5. WAM stands for democracy in the OFL and all unions.
- WAM set a precedent by standing up for democracy at the Ontario Federation of Labour Convention in November 2019 -- in a way not seen at an OFL convention in many years.
- WAM played a leading role in defeating an amendment to hold OFL Conventions only every 3 years. This change would have undermined accountability, transparency and union democracy.
- WAM candidate for OFL President, Barry Conway, received 36% of the vote -- double the support he got at the 2017 OFL Convention. WAM candidate for OFL Executive VP, Kurt Young, received 34%. The substantial vote for both WAM candidates set a high water-mark for class struggle politics.
- WAM campaigned for an end to concessions bargaining, two-tier wages, undemocratic union practices, and urged a general strike to "Dump Thug Ford."
- Establishment forces were visibly shaken by the sizable support won by WAM. Dozens of delegates joined WAM.
- WAM candidates for CLC Executive received up to 17 per cent of the votes cast by thousands of delegates at the CLC June online convention.
- Now is the time to organize for radical change at the November 2021 OFL Convention.
- We encourage every organized worker to become a delegate.
- Together, we can intervene in debates on issues as they come to the floor, and we can vote for new leadership.
6. It is time for serious change. Only WAM offers that alternative.
- In the context of the pandemic, a common phrase we hear is ‘Build back better.’ But many of the problems that we face today are the result of the conditions working people have suffered for decades. We need to go forward, not back.
- It's time to fight for a $20 an hour minimum wage, for public ownership of the pharmaceutical industry, the giant telecoms, the huge retail chains, Big Oil and Gas, the banks, and private Long Term Care centers.

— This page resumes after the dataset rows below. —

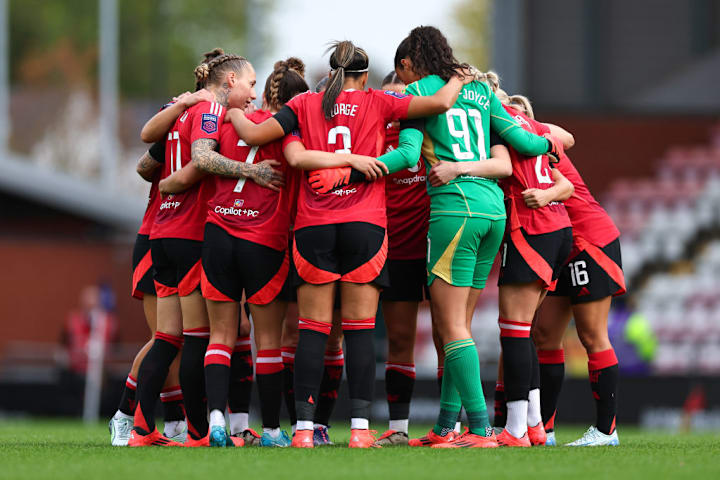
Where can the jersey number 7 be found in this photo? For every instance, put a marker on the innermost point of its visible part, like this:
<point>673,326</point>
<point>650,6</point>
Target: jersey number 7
<point>249,159</point>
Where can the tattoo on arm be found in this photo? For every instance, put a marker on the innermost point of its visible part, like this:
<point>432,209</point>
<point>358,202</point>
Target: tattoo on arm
<point>207,159</point>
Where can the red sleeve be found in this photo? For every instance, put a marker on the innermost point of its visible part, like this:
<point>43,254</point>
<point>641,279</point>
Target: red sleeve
<point>540,128</point>
<point>294,136</point>
<point>206,120</point>
<point>395,105</point>
<point>297,103</point>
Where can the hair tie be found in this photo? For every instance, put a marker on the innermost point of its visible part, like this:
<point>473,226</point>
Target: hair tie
<point>352,71</point>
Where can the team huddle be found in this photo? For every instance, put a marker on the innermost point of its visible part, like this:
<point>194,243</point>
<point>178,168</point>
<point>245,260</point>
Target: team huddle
<point>322,205</point>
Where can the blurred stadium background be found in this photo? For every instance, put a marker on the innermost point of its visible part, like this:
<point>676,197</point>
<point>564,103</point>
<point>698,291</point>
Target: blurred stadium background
<point>636,81</point>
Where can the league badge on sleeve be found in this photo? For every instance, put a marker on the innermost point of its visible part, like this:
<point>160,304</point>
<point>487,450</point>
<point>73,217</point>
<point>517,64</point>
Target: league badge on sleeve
<point>209,123</point>
<point>395,94</point>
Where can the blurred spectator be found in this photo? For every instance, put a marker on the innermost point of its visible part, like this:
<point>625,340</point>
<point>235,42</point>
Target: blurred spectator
<point>94,311</point>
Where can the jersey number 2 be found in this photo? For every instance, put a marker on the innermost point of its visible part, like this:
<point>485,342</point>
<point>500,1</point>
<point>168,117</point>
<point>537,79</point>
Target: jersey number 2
<point>344,132</point>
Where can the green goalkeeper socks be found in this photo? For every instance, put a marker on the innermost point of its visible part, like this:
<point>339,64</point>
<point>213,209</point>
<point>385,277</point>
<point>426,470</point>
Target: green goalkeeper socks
<point>463,366</point>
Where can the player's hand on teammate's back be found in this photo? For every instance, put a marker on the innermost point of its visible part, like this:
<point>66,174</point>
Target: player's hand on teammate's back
<point>556,148</point>
<point>371,167</point>
<point>233,112</point>
<point>466,75</point>
<point>190,99</point>
<point>443,172</point>
<point>265,175</point>
<point>536,198</point>
<point>328,179</point>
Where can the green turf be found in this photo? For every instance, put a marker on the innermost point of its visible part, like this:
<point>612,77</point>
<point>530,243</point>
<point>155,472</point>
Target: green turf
<point>53,449</point>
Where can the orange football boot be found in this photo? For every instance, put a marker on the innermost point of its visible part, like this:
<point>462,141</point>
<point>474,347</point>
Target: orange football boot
<point>432,438</point>
<point>507,440</point>
<point>303,439</point>
<point>362,438</point>
<point>201,442</point>
<point>153,439</point>
<point>469,440</point>
<point>537,435</point>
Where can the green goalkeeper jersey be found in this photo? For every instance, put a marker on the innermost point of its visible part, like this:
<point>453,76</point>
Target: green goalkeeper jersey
<point>462,134</point>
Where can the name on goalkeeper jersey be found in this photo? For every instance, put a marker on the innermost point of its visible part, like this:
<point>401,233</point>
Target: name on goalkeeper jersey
<point>477,97</point>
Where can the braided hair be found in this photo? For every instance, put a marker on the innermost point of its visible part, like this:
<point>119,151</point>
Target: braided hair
<point>286,81</point>
<point>430,53</point>
<point>217,63</point>
<point>391,79</point>
<point>347,60</point>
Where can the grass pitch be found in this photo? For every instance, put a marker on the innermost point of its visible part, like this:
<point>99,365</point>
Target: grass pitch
<point>53,449</point>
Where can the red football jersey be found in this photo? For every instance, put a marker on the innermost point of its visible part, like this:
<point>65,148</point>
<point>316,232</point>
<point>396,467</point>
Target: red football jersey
<point>589,220</point>
<point>182,215</point>
<point>153,205</point>
<point>531,172</point>
<point>243,208</point>
<point>408,207</point>
<point>357,126</point>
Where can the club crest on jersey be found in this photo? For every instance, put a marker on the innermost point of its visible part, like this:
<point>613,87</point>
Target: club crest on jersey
<point>395,94</point>
<point>209,123</point>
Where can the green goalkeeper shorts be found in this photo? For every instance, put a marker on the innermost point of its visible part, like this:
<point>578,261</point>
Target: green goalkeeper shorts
<point>461,250</point>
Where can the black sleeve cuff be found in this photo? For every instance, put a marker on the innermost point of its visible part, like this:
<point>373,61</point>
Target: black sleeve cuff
<point>287,119</point>
<point>157,151</point>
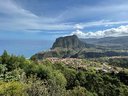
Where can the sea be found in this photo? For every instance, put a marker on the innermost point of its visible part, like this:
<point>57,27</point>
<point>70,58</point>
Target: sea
<point>25,48</point>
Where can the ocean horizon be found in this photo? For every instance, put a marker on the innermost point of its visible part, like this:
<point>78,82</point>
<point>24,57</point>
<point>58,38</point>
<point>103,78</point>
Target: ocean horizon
<point>27,48</point>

- OFL elected officers should be paid no more than the average salary of the workers they represent. Union members should be able to vote directly on bargaining demands, on contract ratification and on proposals for mass job action. Unions should make a priority of unity in action with social justice movements, international solidarity causes and environmental protection campaigns. Give life to the vision that together we can -- we must build a better world.
With militant, democratic, courageous leadership, nothing can stop the power of the working class.